Insight

Really?

Proposal: Today the Administration requested an enhanced rescission authority – a variant on the line-item veto. The proposal (“Reduce Unnecessary Spending Act of 2010”) would:

  • Give the President 45 days to invoke rescission authority and send proposed spending cuts to the Congress who would then,
  • Accept or reject the cuts in their entirety – without amendment – via an up-or-down vote within 25 days.

Policy Analysis – From a policy perspective:

  • The good:
    • It is potentially bi-partisan; line-item veto-style requests have come from both sides of the political aisle
    • 43 Governors have a line-item veto.
  • The bad:
    • The proposal excludes entitlement spending. This is a mistake.
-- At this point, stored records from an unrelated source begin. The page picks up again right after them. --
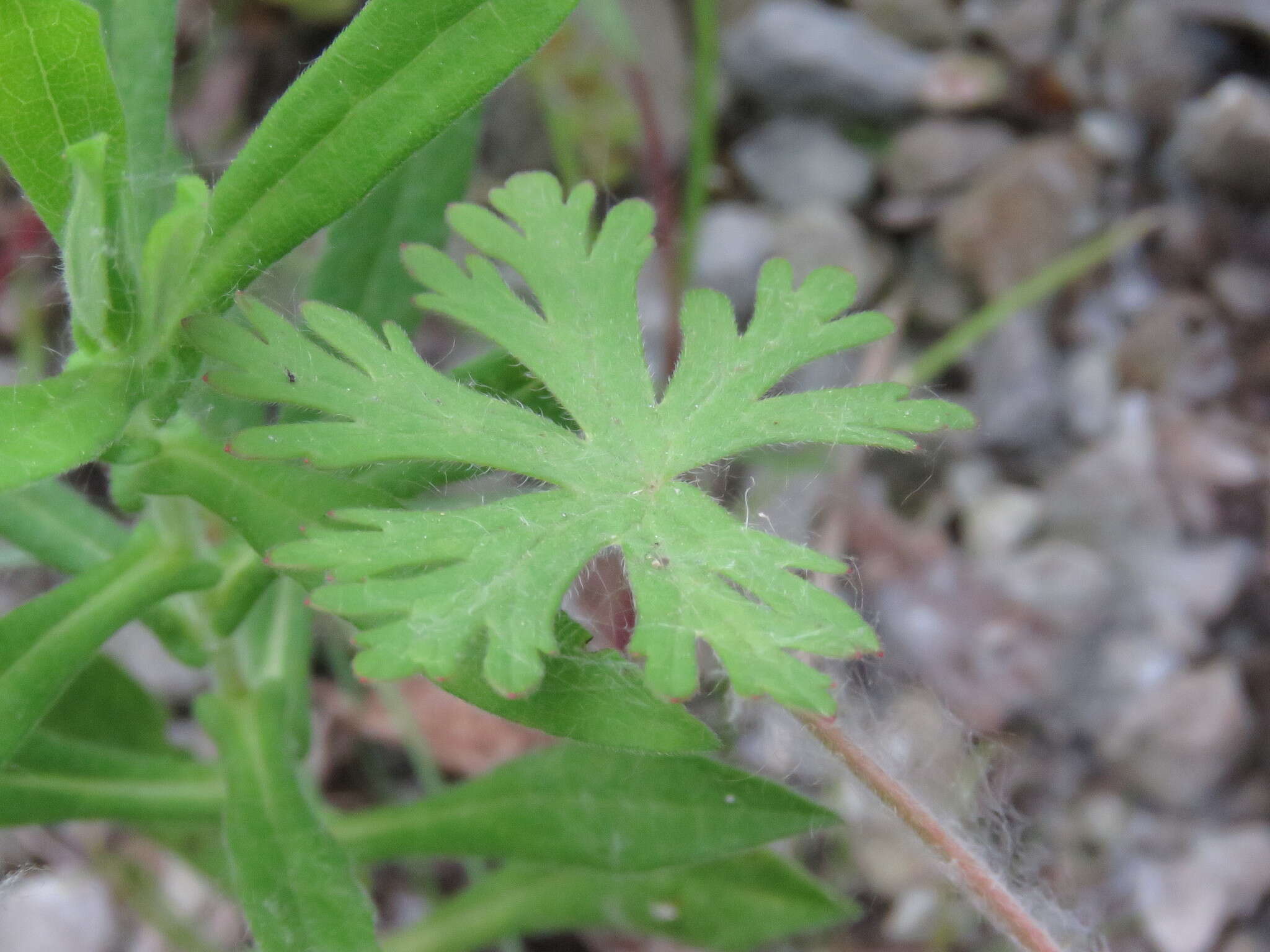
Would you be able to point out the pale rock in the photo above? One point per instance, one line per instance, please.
(1223, 139)
(818, 236)
(1242, 288)
(1002, 519)
(1023, 213)
(929, 24)
(939, 155)
(734, 242)
(1186, 902)
(1068, 584)
(1178, 741)
(799, 54)
(793, 163)
(48, 912)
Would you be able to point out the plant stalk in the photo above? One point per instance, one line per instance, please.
(974, 878)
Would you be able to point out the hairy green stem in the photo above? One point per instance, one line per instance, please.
(701, 144)
(970, 873)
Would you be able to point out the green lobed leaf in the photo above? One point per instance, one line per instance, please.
(591, 696)
(394, 79)
(64, 421)
(433, 582)
(58, 92)
(295, 883)
(732, 904)
(361, 270)
(47, 641)
(107, 706)
(591, 806)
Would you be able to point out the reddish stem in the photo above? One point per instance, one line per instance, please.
(1001, 906)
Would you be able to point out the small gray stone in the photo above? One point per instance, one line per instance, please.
(939, 155)
(798, 54)
(1223, 140)
(1186, 902)
(1023, 213)
(51, 912)
(1242, 288)
(793, 163)
(819, 236)
(734, 242)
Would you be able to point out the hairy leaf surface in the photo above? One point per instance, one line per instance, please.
(433, 582)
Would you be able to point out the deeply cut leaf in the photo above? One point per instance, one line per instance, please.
(436, 580)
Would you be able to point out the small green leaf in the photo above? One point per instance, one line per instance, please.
(58, 90)
(591, 806)
(140, 41)
(58, 778)
(267, 503)
(732, 906)
(433, 582)
(296, 885)
(591, 696)
(388, 86)
(47, 641)
(361, 270)
(63, 530)
(171, 253)
(64, 421)
(106, 706)
(276, 645)
(86, 248)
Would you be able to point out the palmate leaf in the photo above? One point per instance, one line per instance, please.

To continue preferential treatment of the largest spending problem is to continue to drive off the fiscal cliff.
  • The indifferent:
    • Research literature shows that this is NOT a silver bullet – at best it shapes spending, but does not reduce it.

Political Analysis: Hard to swallow.

  • President Obama himself voted against this authority as a Senator in 2007.
  • Some have suggested that the Administration is just trying to distract from its fiscal record:
    • The tax “extenders” bill and war supplemental are approaching floor action. Each has become a bloated Christmas tree.
    • Both contain faux “emergencies” that bypass PAYGO rules and belie any claim of fiscal discipline.
    • The poster child of budget hypocrisy is the tax extenders bill, which would create nearly $200 billion in additional deficits, but would actually reduce the official PAYGO deficit.

The bottom line: The Administration’s proposal is not a serious step toward addressing the spending problem. Real leadership would be a proposal to actually reduce spending, lower the deficit, and stop adding to the mountain of debt.